Com essa intensa energia vital, algo surpreendente aconteceu: todas as folhas da cânfora se tornaram douradas.

Ao mesmo tempo, uma leve onda de calor e uma sensação de conforto emanavam das folhas.

Ambos eram alunos destacados da Academia Interna, mas não compreendiam aquelas mudanças.

“Velho Zhuang, o que está acontecendo?” Zhang Le Xuan perguntou, aflita.

O velho Zhuang acariciou a barba, admirado: “A essência vital desta árvore de cânfora foi impregnada com o poder do sol, provocando uma mutação evolutiva. Se não estou enganado, ao evoluir para besta espiritual, ela terá atributo de fogo e de luz, tornando-se uma criatura poderosa.”

“Mas, devido às limitações naturais da espécie, mesmo transformada em besta, sem interferências externas, será difícil para ela aumentar seu cultivo.”

“Mas isso não importa. Le Xuan, você me trouxe uma grande surpresa. Quando essa cânfora atingir cem anos, suas raízes e folhas poderão ser usadas na alquimia, auxiliando na produção de certas pílulas especiais extremamente difíceis de fabricar.”

“O espírito marcial de Xiao Tao tem causado problemas ao Shao Zhe; talvez, com a ajuda dessa árvore, eu consiga purificar o fogo maligno de Xiao Tao. Mesmo que não resolva a origem, pode tratar os sintomas.”

“Tão extraordinário?” Zhang Le Xuan e Yao Hao Xuan estavam surpresos.

O Jardim Botânico era, na verdade, o lugar destinado à alquimia na Academia Shrek.

“E não é só isso.” O velho Zhuang ficou ainda mais grave. “Acredito que esta árvore esconde muitos segredos que ainda não descobri. Deixe o resto comigo, vou estudá-la com cuidado.”

O rosto de Zhang Le Xuan mostrava surpresa.

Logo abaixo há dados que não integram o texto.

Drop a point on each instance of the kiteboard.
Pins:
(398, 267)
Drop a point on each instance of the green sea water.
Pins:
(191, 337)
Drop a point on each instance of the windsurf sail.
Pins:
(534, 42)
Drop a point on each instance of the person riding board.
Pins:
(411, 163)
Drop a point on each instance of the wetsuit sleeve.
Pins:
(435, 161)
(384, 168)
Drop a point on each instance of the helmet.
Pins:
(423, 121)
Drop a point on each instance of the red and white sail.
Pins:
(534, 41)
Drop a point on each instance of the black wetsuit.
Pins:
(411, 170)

Quem diria que uma árvore encontrada por acaso teria tanto valor...

Mas... quem teria impregnado nela o poder do sol?

Ao deixar o Jardim Botânico, Yao Hao Xuan também se preparava para partir. “Irmã mais velha, preciso ir ao Mercado de Leilão Nove Tesouros, o grupo da Seita Nove Tesouros de Cristal chegou.”

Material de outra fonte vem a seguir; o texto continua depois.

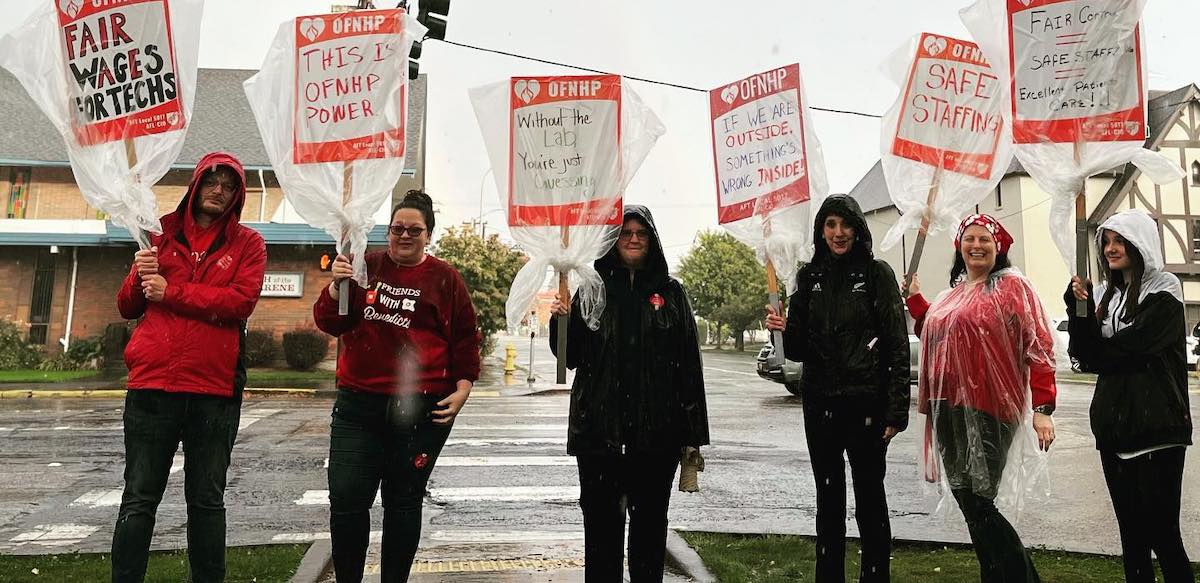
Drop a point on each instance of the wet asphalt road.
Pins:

“Vá, trate bem a equipe da Seita Nove Tesouros de Cristal.” instruiu Zhang Le Xuan.

“Não se preocupe, já somos velhos conhecidos.” Yao Hao Xuan sorriu, batendo no peito.

Quando Yao Hao Xuan saiu, Zhang Le Xuan caminhou sozinha até um pequeno pavilhão. Olhando para a lua límpida no céu, pareceu recordar algo. Seu rosto gracioso, raramente, mostrou um toque de tristeza.

Sob a luz suave da lua, apenas os vaga-lumes lhe faziam companhia.